Continuó cabalgando sin dejar de acariciar al perro, que con aire satisfecho asomaba entre los pliegues de su capa. Era un chucho menudo, de pelaje suave de color blanco con manchas negras, siempre hambriento, completamente indomable y muy amante de hurgar en el estiércol. Justino lo llamaba Tigris, pero el nombre resultaba muy poco indicado. Se parecía tanto a un tigre como mi bota izquierda.
Al día siguiente empezamos a encontrar zonas salpicadas de árboles y, al caer la tarde, alcanzamos la auténtica linde del bosque. A partir de allí necesitaríamos toda nuestra pericia para encontrar los caminos y mantenernos en la dirección correcta. Desde aquel punto, el dosel del bosque se extendía sin interrupción a lo largo de toda Europa. Para ser franco, como hombre de ciudad siempre me había parecido excesiva la vegetación continental. Me gustan los árboles… pero aprecio aún más su verdor cuando conduce a una pérgola con bancos de piedra donde ronda oportuno un vendedor de vino y bajo la cual tengo una cita con mi chica favorita dentro de cinco minutos.
Al acampar para nuestra primera noche sobre el suelo húmedo y espinoso del bosque, conscientes de que tendríamos que soportar aquello durante semanas, nuestro ánimo flaqueó y nuestro carácter se agrió rápidamente.
A aquellas alturas de la expedición, los reclutas habían pasado por todos los estadios normales que afligen a los soldados aún blandos que son conducidos por terrenos ásperos a fin de endurecer su espíritu. Habíamos pasado, pues, toda la gama de quejas, hurtos de tesoros personales, cenas estropeadas, pérdidas de equipo, camas mojadas y ojos a la funerala. Fuera cual fuere el efecto que la ardua vida en común ejercía sobre ellos, los tres responsables del grupo estábamos agotados, molidos e integrados en un sólido grupo defensivo.
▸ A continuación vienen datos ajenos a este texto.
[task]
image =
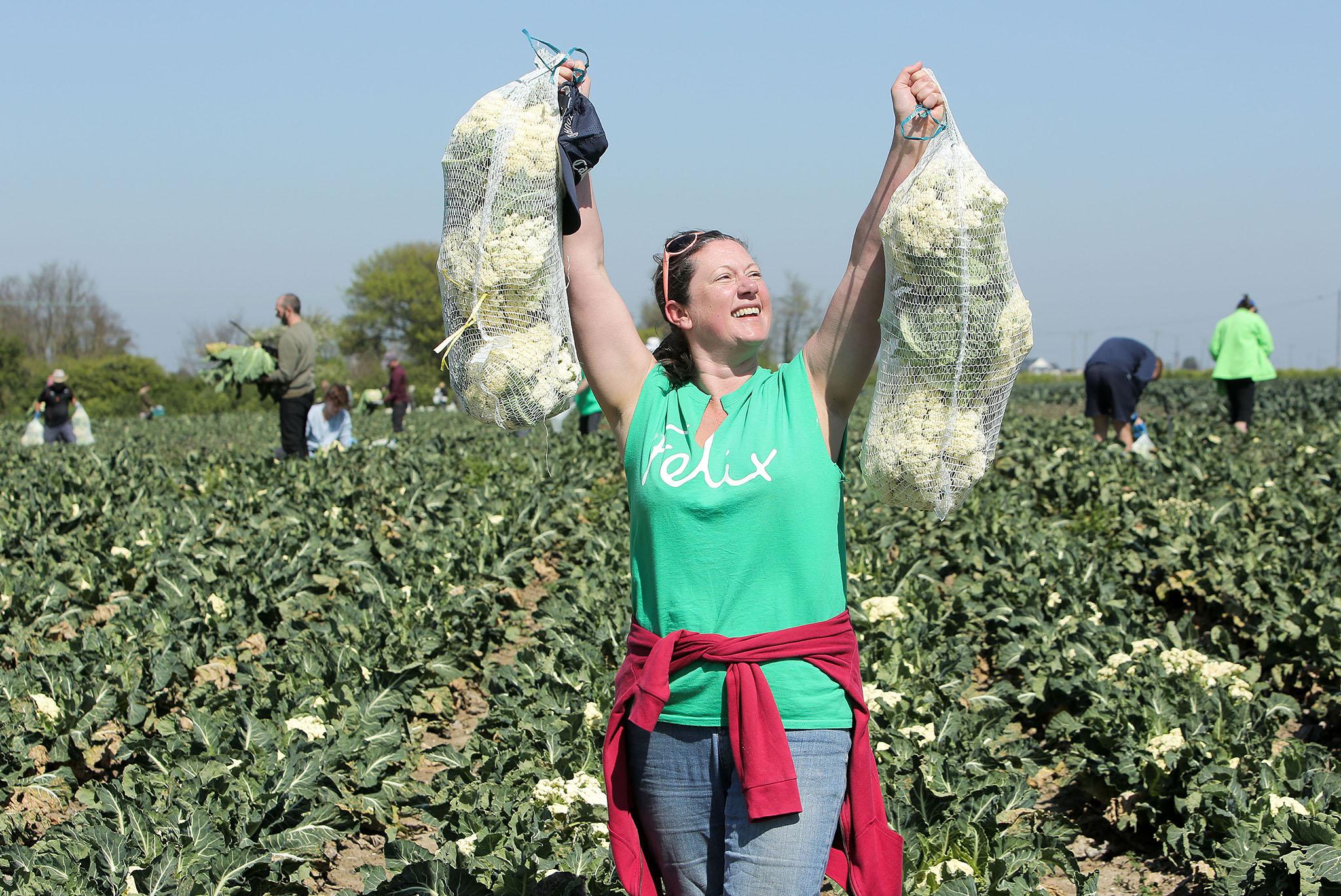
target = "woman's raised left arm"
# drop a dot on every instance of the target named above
(841, 351)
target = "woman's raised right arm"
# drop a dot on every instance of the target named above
(612, 355)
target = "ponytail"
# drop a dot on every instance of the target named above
(674, 355)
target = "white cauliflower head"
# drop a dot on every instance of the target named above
(920, 443)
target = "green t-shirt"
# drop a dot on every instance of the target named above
(1241, 346)
(587, 403)
(741, 535)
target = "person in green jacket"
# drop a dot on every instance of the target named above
(588, 408)
(1241, 348)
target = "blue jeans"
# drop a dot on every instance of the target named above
(692, 812)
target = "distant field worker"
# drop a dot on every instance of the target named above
(1114, 378)
(397, 391)
(55, 403)
(1242, 346)
(588, 408)
(297, 364)
(329, 423)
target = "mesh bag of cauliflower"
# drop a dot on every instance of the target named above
(510, 349)
(954, 332)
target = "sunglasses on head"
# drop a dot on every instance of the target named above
(679, 245)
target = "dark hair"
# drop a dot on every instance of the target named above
(674, 351)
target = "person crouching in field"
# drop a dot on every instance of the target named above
(1114, 377)
(55, 403)
(1242, 349)
(738, 751)
(329, 423)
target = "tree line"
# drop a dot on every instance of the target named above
(54, 317)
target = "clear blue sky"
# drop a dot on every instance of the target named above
(1162, 158)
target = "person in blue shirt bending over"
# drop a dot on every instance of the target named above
(329, 421)
(1114, 378)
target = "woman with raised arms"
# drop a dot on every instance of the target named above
(738, 758)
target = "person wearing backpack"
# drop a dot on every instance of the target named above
(1242, 346)
(55, 403)
(738, 754)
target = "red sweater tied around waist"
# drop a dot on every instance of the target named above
(868, 856)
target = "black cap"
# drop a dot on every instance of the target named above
(581, 144)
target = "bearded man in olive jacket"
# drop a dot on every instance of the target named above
(297, 363)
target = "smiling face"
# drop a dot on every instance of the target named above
(729, 313)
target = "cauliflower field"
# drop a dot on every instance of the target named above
(388, 672)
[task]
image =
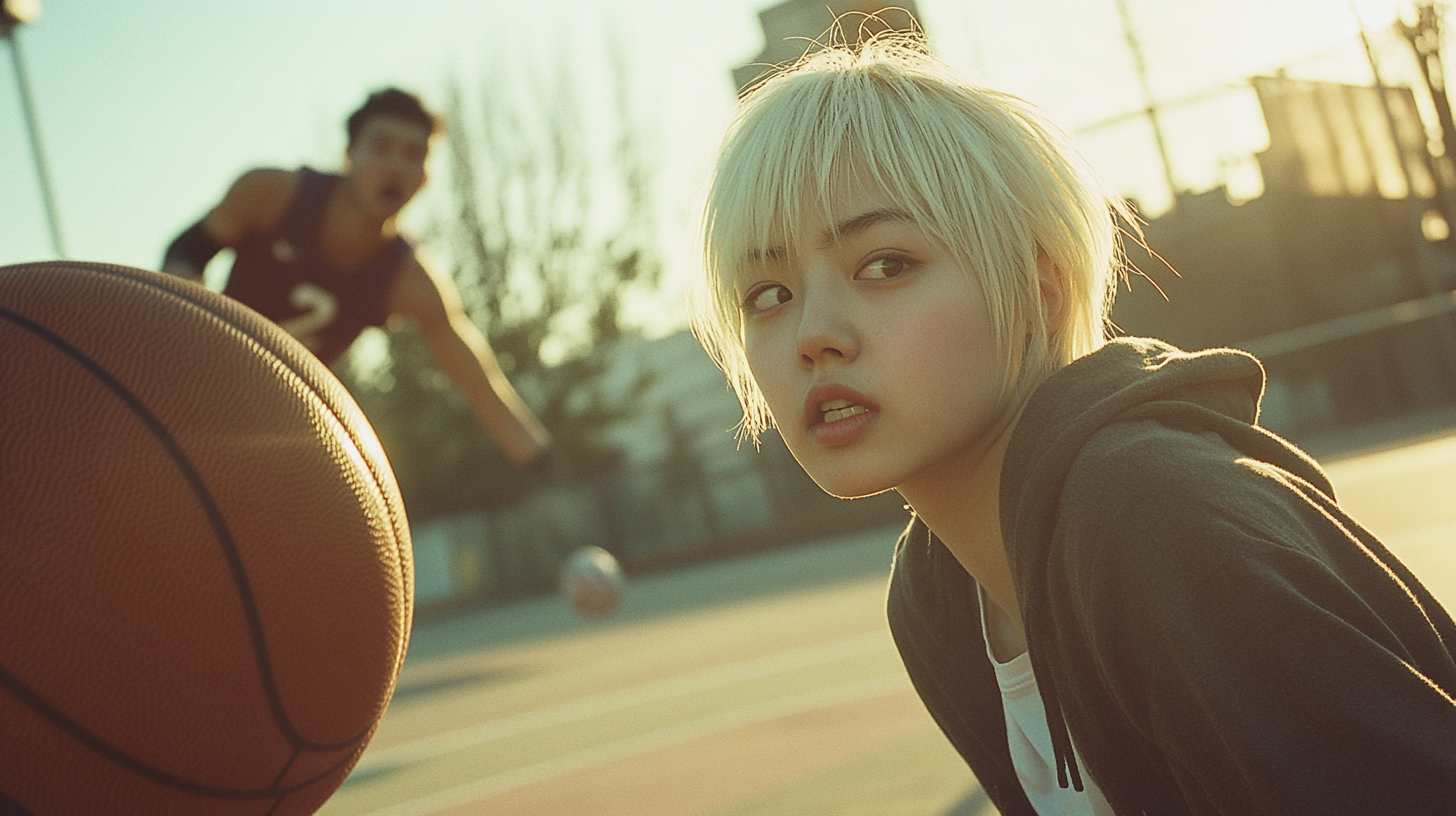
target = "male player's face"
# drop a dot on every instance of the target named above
(388, 163)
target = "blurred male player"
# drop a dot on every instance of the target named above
(321, 254)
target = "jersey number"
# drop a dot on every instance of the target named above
(319, 308)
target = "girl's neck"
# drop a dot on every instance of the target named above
(960, 501)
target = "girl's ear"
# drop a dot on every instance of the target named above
(1053, 292)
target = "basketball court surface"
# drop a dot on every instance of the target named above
(759, 687)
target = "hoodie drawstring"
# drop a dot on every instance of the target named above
(1056, 723)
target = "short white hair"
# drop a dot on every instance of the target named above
(982, 172)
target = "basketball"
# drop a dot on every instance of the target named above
(206, 583)
(591, 582)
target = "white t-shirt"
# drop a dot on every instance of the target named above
(1030, 740)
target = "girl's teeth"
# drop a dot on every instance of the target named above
(839, 413)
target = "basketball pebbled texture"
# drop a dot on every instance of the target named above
(206, 582)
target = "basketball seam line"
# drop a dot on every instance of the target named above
(240, 580)
(399, 528)
(261, 343)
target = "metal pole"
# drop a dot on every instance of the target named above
(1136, 50)
(8, 32)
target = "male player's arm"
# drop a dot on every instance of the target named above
(465, 356)
(255, 201)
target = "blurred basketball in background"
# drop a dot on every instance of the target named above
(591, 582)
(206, 585)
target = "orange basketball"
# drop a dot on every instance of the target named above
(206, 582)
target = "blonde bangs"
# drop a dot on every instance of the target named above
(982, 172)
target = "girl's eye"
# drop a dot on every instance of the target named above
(766, 297)
(881, 268)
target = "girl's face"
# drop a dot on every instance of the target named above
(874, 350)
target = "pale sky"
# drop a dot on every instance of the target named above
(149, 108)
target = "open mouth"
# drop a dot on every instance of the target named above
(839, 408)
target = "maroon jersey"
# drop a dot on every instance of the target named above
(283, 276)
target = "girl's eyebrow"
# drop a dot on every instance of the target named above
(845, 229)
(859, 223)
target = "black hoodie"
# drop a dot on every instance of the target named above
(1206, 624)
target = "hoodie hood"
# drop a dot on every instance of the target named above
(1129, 379)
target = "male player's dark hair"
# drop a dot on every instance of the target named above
(395, 104)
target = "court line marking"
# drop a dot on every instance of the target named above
(663, 738)
(1383, 465)
(647, 694)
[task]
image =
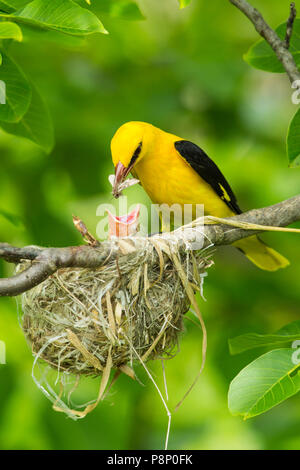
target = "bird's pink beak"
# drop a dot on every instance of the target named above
(124, 225)
(121, 173)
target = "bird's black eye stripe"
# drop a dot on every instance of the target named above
(136, 154)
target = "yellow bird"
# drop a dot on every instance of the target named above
(175, 171)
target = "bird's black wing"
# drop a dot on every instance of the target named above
(208, 170)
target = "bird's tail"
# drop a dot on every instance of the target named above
(261, 254)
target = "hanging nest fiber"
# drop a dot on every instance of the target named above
(83, 321)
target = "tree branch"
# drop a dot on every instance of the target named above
(289, 25)
(279, 47)
(46, 261)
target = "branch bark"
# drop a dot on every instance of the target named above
(279, 47)
(46, 261)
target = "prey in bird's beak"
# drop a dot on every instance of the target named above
(118, 179)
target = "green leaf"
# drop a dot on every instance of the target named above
(61, 15)
(9, 30)
(266, 382)
(184, 3)
(35, 125)
(12, 218)
(123, 9)
(293, 140)
(33, 34)
(12, 5)
(261, 55)
(18, 91)
(287, 334)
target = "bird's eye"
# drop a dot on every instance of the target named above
(136, 154)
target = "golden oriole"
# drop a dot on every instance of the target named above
(175, 171)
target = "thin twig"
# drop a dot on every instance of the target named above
(278, 46)
(290, 24)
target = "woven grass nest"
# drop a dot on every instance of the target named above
(86, 321)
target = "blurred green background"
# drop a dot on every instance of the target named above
(183, 71)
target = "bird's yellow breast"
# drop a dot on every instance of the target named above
(169, 179)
Una tarde, después de un día especialmente penoso y de una pelea en la que habíamos sorprendido a varios soldados con el puñal desenvainado, Helvecio repartió golpes a diestra y siniestra con tal furia que llegó a romper su bastón de sarmiento. Después, Camilo Justino hizo formar a los hombres para someterlos a una buena dosis de retórica tribunal.
—¡Escuchadme bien, desgraciados!
—Buena entrada —me susurró Helvecio, aún caliente.
—¡Estoy harto! ¡Estoy asqueado! —continuó Justino—. ¡Asqueado de comer galleta y agua y de mear bajo los robles y bajo la lluvia! —Su heterodoxa apelación había reducido a la tropa a un silencio perplejo—. Odio esta tierra tanto como vosotros. Y cuando os comportáis así, también os odio a vosotros. Me gustaría decir que enviaré directo a casa al próximo que cause problemas pero, por desgracia para todos, no tenemos ningún oportuno carromato que vaya camino del cuartel o yo mismo sería el primero en montarme en él. Afrontad los hechos: tenemos que poner todo nuestro empeño en esto, o ninguno de nosotros volverá a casa. —Dejó que las palabras calaran en sus mentes—. Convenceos: es imprescindible que actuemos todos a una o…
—¿Lentulo también? —inquirió Probo.
Justino frunció el entrecejo.
—Excepto Lentulo. Los demás trabajaremos en armonía y en equipo… y entre todos nos ocuparemos de él.
El comentario fue recibido con una carcajada general. Ahora, pasaríamos una noche tranquila y, al día siguiente, todo el mundo se portaría de maravilla.
—Camilo Justino vale —decidió Helvecio.
—Tiene una paciencia infinita con ellos —asentí.
—Ya lo he visto otras veces: los soldados empiezan tomándolo por un inútil presuntuoso y terminan dando su vida por él.
—Camilo no se lo agradecerá —apunté—. Las cosas le pintarán muy negras si vuelve a casa sin uno solo de ellos.
—¿Ni siquiera Lentulo?
—¡Sobre todo el jodido Lentulo! —refunfuñé—. Así pues, el tribuno te parece correcto, ¿no es eso?
—Probablemente nos mantendrá a salvo de problemas.
—¡Gracias! ¿Y qué hay de mí?
—¡Por Mitra! No me hagas reír, Falco. ¡Tú serás el que nos meta en ellos!
A la mañana siguiente, en efecto, todo el mundo se portó de maravilla… durante media hora. Entonces, con su tonillo amistoso, Lentulo rompió la calma:
—Señor, señor, ¿dónde se ha metido Dubno?